ATEŞ
İnsan vücudu içinde bulunduğu çevreden bağımsız olarak kendi ısısını belli bir seviyede tutmaya çalışır. Bu durum ancak beyin ve çevre dokularda bulunan ısı kontrol merkezlerinin düzgün ve koordineli çalışması sayesinde mümkün olabilmektedir. Bu sistemler birbirleri ile devamlı iletişim içinde bulunarak yeri geldiğinde vücudun ısısını arttırarak yeri geldiğinde ısı kaybına yol açarak vücut ısısını normal değerler arasında tutar. Yediğimiz yiyeceklerin işlenmesi ve ortamın sıcaklığı vücut ısısını arttıran faktörler iken deri, akciğerler, idrar ve dışkı ise ısı kaybına yol açan faktörlerdir. Vücut ısısı normalde sabah saatlerinde en düşük akşama doğru ise en yüksek seviyesindedir. Bunların dışında kadınların adet dönemlerinde ve gebeliğin ilk üç ayında ateşteki hafif bir yükselme normal kabul edilir.
Ateş ölçümü ağızdan, koltuk altından ve özelliklede bebeklerde makattan ölçülebilir. Koltuk altı ölçümlerde bölge terli ise silinmelidir. Civalı termometreler kullanılmadan önce silkelenmeli ve değeri 35 derecenin altına düşürülmelidir. Termometre bu bölgede en az 2-3 dakika beklemelidir.

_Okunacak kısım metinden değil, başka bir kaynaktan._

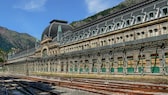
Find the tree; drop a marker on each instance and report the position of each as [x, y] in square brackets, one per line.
[2, 56]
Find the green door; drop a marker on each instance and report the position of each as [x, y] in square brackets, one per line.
[112, 69]
[81, 69]
[103, 69]
[120, 70]
[130, 70]
[94, 69]
[155, 69]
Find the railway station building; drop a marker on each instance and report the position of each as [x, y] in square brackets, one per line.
[133, 41]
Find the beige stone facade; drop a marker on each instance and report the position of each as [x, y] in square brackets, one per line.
[130, 41]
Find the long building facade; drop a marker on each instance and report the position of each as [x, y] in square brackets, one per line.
[133, 40]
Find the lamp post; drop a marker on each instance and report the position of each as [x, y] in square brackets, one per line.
[27, 69]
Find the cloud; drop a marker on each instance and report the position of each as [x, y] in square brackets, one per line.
[95, 6]
[31, 5]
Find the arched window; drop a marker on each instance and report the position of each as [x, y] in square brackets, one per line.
[138, 19]
[151, 15]
[128, 22]
[44, 53]
[165, 11]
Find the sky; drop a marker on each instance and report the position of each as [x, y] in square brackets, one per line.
[33, 16]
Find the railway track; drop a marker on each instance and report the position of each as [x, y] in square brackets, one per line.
[14, 86]
[106, 87]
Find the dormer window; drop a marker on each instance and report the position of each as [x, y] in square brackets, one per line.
[156, 30]
[165, 11]
[150, 15]
[127, 36]
[93, 32]
[128, 22]
[164, 28]
[139, 19]
[117, 25]
[138, 33]
[150, 31]
[102, 29]
[110, 27]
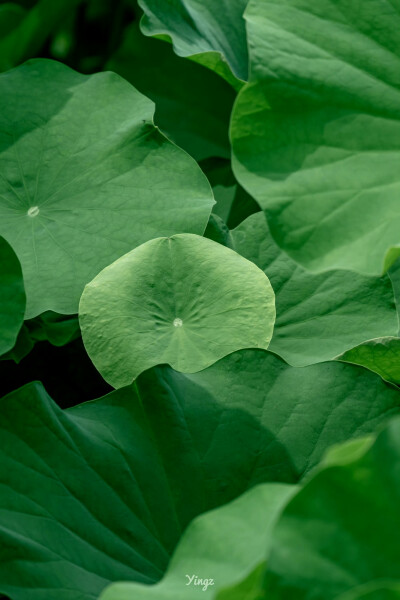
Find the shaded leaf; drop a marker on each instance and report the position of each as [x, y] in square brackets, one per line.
[12, 297]
[198, 27]
[86, 177]
[218, 548]
[193, 105]
[381, 355]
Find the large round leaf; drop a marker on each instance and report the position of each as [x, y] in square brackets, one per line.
[218, 548]
[12, 297]
[316, 132]
[85, 177]
[318, 316]
[201, 26]
[341, 529]
[103, 492]
[184, 300]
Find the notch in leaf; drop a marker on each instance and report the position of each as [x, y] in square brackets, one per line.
[183, 300]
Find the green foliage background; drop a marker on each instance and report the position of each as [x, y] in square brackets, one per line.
[199, 299]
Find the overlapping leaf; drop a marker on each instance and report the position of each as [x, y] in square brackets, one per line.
[85, 177]
[201, 26]
[381, 355]
[102, 492]
[193, 104]
[316, 131]
[340, 530]
[318, 315]
[218, 548]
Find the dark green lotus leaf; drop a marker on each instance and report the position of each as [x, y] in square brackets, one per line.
[56, 329]
[103, 492]
[341, 529]
[193, 104]
[316, 132]
[233, 203]
[381, 355]
[183, 300]
[86, 177]
[394, 274]
[28, 31]
[12, 297]
[318, 315]
[201, 26]
[218, 548]
[377, 590]
[23, 345]
[10, 16]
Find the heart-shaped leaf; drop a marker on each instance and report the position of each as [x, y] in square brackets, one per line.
[318, 315]
[316, 131]
[184, 300]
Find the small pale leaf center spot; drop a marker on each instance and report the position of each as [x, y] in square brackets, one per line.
[33, 211]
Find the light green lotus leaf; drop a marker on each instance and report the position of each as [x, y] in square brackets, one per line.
[103, 492]
[376, 590]
[316, 132]
[183, 300]
[318, 315]
[341, 529]
[201, 26]
[12, 297]
[193, 104]
[85, 177]
[218, 548]
[381, 355]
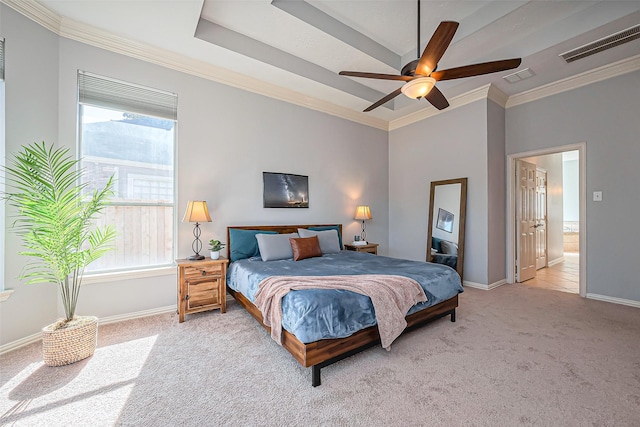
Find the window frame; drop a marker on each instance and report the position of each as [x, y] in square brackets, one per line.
[139, 271]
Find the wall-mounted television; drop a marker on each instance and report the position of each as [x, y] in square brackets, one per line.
[285, 190]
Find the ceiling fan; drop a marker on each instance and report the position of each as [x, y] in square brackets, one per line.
[421, 75]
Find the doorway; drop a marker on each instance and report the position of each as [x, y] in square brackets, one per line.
[550, 264]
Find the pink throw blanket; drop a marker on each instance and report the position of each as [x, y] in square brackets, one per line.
[392, 297]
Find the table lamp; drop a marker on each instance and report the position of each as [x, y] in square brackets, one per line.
[363, 213]
[196, 212]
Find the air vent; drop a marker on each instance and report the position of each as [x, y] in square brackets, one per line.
[602, 44]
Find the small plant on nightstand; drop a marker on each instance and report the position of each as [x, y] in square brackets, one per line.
[214, 248]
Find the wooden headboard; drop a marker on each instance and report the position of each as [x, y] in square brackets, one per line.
[281, 229]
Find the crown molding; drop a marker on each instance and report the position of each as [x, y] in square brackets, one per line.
[497, 96]
[458, 101]
[83, 33]
[86, 34]
[583, 79]
[36, 12]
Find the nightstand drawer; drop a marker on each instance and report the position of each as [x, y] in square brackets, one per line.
[203, 271]
[201, 294]
[201, 286]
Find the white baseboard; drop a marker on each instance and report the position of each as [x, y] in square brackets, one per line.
[14, 345]
[483, 286]
[555, 261]
[614, 300]
[20, 343]
[137, 314]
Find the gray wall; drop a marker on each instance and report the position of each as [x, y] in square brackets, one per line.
[31, 89]
[496, 189]
[604, 115]
[226, 139]
[445, 146]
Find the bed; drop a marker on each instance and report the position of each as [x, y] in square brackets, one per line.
[316, 349]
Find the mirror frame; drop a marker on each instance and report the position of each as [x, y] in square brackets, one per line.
[462, 221]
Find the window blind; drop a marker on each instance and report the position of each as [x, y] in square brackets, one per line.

Normalde vücut ısısı 36,7 derecedir. Makattan yapılan ölçümler ağızdan yapılanlara göre 0.5 derece koltuk altından yapılanlara göre ise 1 derece kadar yüksektir. Ağızdan yapılan ölçümde ateşin 37 derecenin üzerinde olması bir problemin varlığına işarettir. Vücut sıcaklığının 35 derecenin altında olması ise hipotermi olarak adlandırılır. Bu durum genelde şoklarda, uzun süre soğuk ortamda bulunulduğunda veya hipotiroide görülür.

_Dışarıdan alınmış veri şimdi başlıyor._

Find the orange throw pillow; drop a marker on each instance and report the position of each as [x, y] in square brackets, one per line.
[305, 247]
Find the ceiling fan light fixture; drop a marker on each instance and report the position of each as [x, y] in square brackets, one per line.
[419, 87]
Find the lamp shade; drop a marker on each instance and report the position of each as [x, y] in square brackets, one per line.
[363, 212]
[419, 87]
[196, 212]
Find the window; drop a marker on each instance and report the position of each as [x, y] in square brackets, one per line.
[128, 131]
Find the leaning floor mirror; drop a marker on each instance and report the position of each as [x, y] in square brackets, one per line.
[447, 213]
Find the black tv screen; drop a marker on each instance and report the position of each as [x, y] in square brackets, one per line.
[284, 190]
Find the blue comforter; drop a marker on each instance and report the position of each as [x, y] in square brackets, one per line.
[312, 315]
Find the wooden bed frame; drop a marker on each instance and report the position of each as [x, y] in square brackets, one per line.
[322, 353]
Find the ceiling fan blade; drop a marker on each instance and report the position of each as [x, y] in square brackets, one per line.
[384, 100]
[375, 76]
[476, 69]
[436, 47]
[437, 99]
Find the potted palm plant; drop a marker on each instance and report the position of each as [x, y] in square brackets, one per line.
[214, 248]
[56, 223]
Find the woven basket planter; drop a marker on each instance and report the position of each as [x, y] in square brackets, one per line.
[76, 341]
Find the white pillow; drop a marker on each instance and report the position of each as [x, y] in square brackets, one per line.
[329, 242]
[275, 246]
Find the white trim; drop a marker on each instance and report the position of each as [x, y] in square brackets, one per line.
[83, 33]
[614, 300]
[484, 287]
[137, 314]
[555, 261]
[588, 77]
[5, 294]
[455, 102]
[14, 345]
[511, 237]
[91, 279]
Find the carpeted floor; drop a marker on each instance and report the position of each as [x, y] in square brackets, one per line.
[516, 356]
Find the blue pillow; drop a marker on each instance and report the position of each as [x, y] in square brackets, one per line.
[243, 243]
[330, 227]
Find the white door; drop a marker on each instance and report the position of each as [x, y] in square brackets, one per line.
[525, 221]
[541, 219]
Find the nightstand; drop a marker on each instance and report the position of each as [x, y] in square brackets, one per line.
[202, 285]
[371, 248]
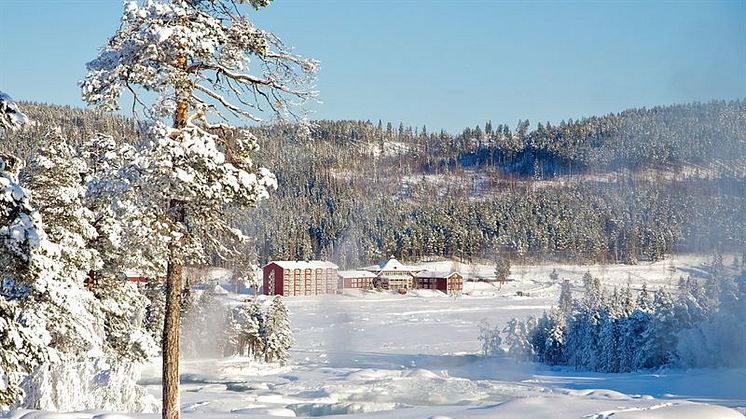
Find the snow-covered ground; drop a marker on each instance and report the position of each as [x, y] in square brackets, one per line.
[384, 355]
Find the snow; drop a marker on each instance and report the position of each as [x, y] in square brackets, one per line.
[385, 355]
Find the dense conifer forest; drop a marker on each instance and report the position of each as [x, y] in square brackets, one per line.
[617, 188]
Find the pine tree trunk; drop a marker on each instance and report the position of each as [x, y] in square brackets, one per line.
[172, 320]
[171, 342]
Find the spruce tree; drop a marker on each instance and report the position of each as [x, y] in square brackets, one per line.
[194, 169]
[278, 337]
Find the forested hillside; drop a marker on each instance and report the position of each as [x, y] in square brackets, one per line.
[622, 187]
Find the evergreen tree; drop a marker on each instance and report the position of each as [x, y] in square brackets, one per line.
[155, 310]
[194, 169]
[278, 337]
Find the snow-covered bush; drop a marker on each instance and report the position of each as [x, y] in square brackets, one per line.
[99, 383]
[490, 338]
[618, 333]
[11, 117]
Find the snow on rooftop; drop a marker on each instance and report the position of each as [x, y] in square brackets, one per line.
[435, 274]
[392, 265]
[356, 274]
[219, 290]
[303, 264]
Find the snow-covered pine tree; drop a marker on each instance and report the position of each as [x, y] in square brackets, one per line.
[126, 237]
[155, 311]
[518, 339]
[490, 338]
[278, 337]
[565, 301]
[188, 51]
[18, 354]
[54, 177]
[11, 117]
[554, 346]
[43, 313]
[245, 327]
[660, 335]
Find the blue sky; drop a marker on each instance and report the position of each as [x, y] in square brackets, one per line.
[447, 64]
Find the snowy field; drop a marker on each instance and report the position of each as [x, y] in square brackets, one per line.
[383, 355]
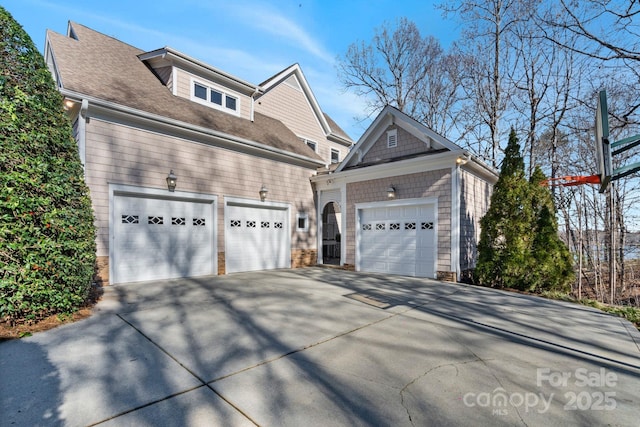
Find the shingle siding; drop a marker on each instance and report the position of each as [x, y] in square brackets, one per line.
[408, 144]
[419, 185]
[475, 197]
[184, 79]
[290, 105]
[126, 155]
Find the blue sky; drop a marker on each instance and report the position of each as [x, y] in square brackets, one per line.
[250, 39]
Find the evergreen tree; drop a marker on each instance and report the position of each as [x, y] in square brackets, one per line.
[519, 244]
[552, 264]
[505, 237]
[47, 233]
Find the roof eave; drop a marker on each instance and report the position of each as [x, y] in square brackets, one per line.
[231, 140]
[188, 62]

Sebebi bulunabilen ateşe en sık enfeksiyonlar neden olur. Ne yazık ki bazı durumlarda ateşin nedeni bulunamaz. Bu duruma sebebi bilinmeyen ateş (Fever of undetermined origin, FUO) denir. Sıkıntılı bir süreç olan bu durumda ateş 38.3 santigrat derecenin üzerinde en az üç haftadır devam ediyordur. Yapılan tetkiklere rağmen sebebi bulmak oldukça zordur. Bunların dışında sinir sistemi hastalıkları, tiroid krizi, kanserler, sıcak çarpması, yanıklarda ateşin yükselmesine yol açabilir.

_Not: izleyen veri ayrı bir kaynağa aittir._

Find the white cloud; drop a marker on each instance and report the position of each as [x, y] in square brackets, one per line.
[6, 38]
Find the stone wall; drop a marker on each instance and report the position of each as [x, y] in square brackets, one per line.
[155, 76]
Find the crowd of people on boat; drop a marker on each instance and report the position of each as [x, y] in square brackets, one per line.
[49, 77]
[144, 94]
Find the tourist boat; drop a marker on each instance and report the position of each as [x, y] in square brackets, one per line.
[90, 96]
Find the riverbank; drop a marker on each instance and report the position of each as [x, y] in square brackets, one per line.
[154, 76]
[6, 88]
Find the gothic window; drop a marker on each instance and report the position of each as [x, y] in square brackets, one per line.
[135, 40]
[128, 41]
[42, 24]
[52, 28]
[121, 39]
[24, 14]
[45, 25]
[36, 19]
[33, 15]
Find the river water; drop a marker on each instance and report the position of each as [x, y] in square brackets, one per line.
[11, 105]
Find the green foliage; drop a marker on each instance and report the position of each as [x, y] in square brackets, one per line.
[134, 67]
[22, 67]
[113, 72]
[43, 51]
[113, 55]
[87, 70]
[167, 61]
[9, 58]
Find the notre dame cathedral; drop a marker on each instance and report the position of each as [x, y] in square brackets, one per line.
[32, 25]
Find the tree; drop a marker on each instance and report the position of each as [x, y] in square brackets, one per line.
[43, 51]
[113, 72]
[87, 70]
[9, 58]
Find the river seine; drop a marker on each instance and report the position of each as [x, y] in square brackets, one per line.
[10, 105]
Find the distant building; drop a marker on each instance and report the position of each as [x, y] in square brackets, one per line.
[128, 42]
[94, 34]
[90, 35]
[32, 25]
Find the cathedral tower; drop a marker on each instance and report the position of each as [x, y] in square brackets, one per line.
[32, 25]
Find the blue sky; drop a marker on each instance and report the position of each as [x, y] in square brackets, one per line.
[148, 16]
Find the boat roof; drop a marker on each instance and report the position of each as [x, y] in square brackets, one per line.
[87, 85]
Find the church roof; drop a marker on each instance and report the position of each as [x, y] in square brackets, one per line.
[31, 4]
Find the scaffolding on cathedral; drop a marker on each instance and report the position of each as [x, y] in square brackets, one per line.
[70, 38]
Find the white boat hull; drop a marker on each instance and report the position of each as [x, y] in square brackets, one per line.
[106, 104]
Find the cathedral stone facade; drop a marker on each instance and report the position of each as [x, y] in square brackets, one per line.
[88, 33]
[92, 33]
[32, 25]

Ateş çoğu zaman hastada kalbin hızlı atmasına neden olur ve kişiler bunu çarpıntı olarak hisseder. Bunun istisnası olan durum ise tifo ve menejittir. Bu iki hastalıkta yüksek ateşe rağmen kalp hızı yavaşlamıştır. Ateşi olan kişilerde en tipik bulgulardan biride kişinin tireyecek kadar üşümesidir. Vücut sıcaklığının arttığı bu durumla zıt gibi görünmesine rağmen yüksek ateş esnasında sık karşılaşılan bir tablodur. Ayrıca bu kişilerde artan ateşle birlikte hastanın yüzü kızarık, derisi sıcak ve kurudur. Terleme kimi hastalıklarda yüksek ateşe eşlik eder. devamlı soğuk terleme ağır enfeksiyonlarda görülürken gece terlemesi verem de karşımıza çıkar. Hastalarda iştahsızlık görülür, artmış ısı nedeniyle artan sıvı kaybı sonucunda susama hissi ortaya çıkar. Genelde kabızlığın görüldüğü bu kişilerde ishalin varlığı barsak enfeksiyonunu gösteririr.
Tedavisi teşhisi kadar karmaşık olan bu durumda ilk adımda kişinin üzerinde kalın giysilerin olmamasına dikkat edilmesi, ortamın sıcaklığının çok fazla olmamasıdır. Daha sonra soğuk uygulama, ılık duş alımı ve ateş düşürücüler ile ateş kontrol altına alınabilir. Ancak asıl tedavi ateşe sebep olan ana sebebin bulunarak tedavi edilmesidir.